From simple to complex and back again

The year I first read about Halo was 2020. The ZCash team had generated a lot of buzz for developing a breakthrough in cryptography. Most of the chatter in media and marketing presented it as a step towards removing ZCash’s trusted setup; an often eyebrow-raising aspect of its trust-assumptions.

As a privacy coin enthusiast but not (yet) a cryptographic engineer, I attempted to read the paper to figure out what it was about, armed with the “ELI5” explanation of zkSNARKs. No surprise, it was quite difficult to read without much background knowledge in cryptography.

Nevertheless, the main idea came across: this breakthrough was not just about eliminating trusted setups, it was about an optimization to something called recursive proofs: a powerful primitive that unlocks major scaling breakthroughs for ZK.

Over the next few years I fell deeper into the rabbit hole, learning ZK from industry colleagues as I matured as a blockchain engineer.

Come 2023, everyone returned from Zuzalu raving about something called folding schemes, which I came to understand after a series of conference talks and conversations with experienced pros. Like Halo, it’s a powerful optimization to recursive proof composition, and quite simple to understand. No wonder why so many practicioners were captivated by it; “simple but powerful” has a draw.

Many of the talks and lectures on folding schemes referenced Halo, describing it as an essential stepping stone in the lineage. So I attempted to revisit the Halo paper after learning about folding schemes, hoping to understand the connection.

Still, I struggled to make sense of the math or see the connection between the two concepts, aside from the superficial similarity. Why was everyone calling Halo a predecessor to folding?

What I learned is that it’s a classic example of simplicity and beauty arising from iteration in engineering, and a great story of how a powerful piece of technology evolved over time.

On Cultivating Mathematical Creativity

I was reminded about the tendency for for math and science teachers to reference the names of historical figures. Gauss, Lagrange, L’Hopital, and Leibniz come to mind. As a bored student sitting in the classroom, I didn’t understand the purpose of my teachers’ constant name-dropping, but now as an aspiring cryptographic engineer, it clicks. Learning math and science topics implies learning the history of the idea, and how it develops over time. This is why cryptography papers are dotted with references to older papers.

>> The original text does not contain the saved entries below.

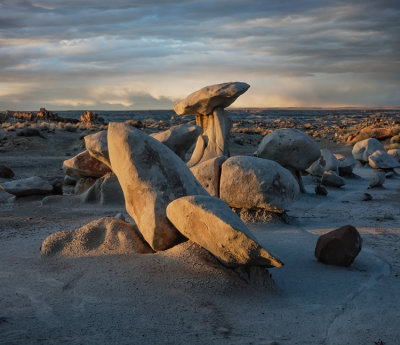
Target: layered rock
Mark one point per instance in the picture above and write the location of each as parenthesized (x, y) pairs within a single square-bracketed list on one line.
[(100, 237), (251, 182), (151, 176), (339, 247), (84, 165), (34, 185), (209, 222), (208, 173), (208, 105)]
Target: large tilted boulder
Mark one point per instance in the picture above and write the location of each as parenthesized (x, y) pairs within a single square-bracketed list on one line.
[(209, 222), (34, 185), (100, 237), (205, 100), (382, 160), (364, 148), (84, 165), (179, 138), (208, 173), (208, 105), (106, 191), (339, 247), (151, 176), (96, 145), (291, 148), (256, 183)]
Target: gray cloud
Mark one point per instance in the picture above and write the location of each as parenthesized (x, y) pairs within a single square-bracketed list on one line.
[(94, 43)]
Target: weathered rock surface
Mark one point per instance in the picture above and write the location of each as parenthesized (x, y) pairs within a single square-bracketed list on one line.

We’re focusing on the ancestry and offspring of Halo. One can follow a chain of citations going back at least as far as the 1990s, or 1980s. I wondered if I needed to go back to Alan Turing, or perhaps to the ancient Greeks be satisfied. I concluded no- you don’t need to go back to the Ancient Greeks, but it helps to go back far enough to something simple enough that you could have maybe invented yourself.

This turned out to be 2016, so I revisited the summer of Pokemon Go, Lil Yachty, and Kanye West’s Life of Pablo era. The authors of Bootle16 (see my last blog post) do a fantastic job not only explaining their innovation, but the thought process behind their discoveries!

The lineage developed like this:

Bootle16 (2016):

1. Researchers were interested in efficient ZKPs with ordinary elliptic curves (no fancy-shmancy pairings)
2. They intuited that ZKP constructions usually follow from polynomial commitment schemes, so they started by building efficient PCS using ordinary elliptic curves.
3. They design an IOP for arithmetic circuits using their newly-developed PCS
4. They observed that the IOP involves proving a claim with a specific “inner product” structure, reminiscent of a scheme from an older cryptography paper about verifiable shuffles.
5. They basically scrapped their lovely PCS, realizing the inner product argument inspired by the verifiable shuffle paper better suits the use-case.

Bulletproofs (2017):

1. Now that ZKP research motivates a renewed interest in inner product arguments, researchers revisited the construction and came up with straightforward optimizations.
2. Among the optimizations were batch verification, and aggregation for statements of a certain form.

Halo (2019):

1. Researchers attempted to construct recursive ZK proofs using techniques inspired from bulletproofs
2. Realized several optimizations are applicable
3. Realized that linear verifier work from the recursion circuit can be deferred to the verifier and batched, preventing deferred verifications from piling up.
4. Amazingly, this efficient recursive proof construction happens to not require a trusted setup

BCMS20 (2020):

1. A follow-up paper to Halo focuses on formalizing the construction, and reframing it from a recursive proof composition technique, into an “accumulation” technique.
2. While it appears to be superficial semantic framing, it leads to new insights that inspire the next breakthrough

Split-Accumulation (2020):

1. Finally, we arrive at the original description of what is often known as folding schemes.

Future Works (Nova, etc):

• After Split-Accumulation, many folding-related papers came out, see awesome-folding.

Conclusion

I’ve been re-writing this post for four months and my blog needed content. I drafted more-technical posts on how to construct a PCS from pedersen commitments, how to re-invent the IOP from first principles, and how to notice the same observations that the researchers noticed. However, I was not satisfied with any of the technical writing and this blog was taking too long, hope you enjoyed!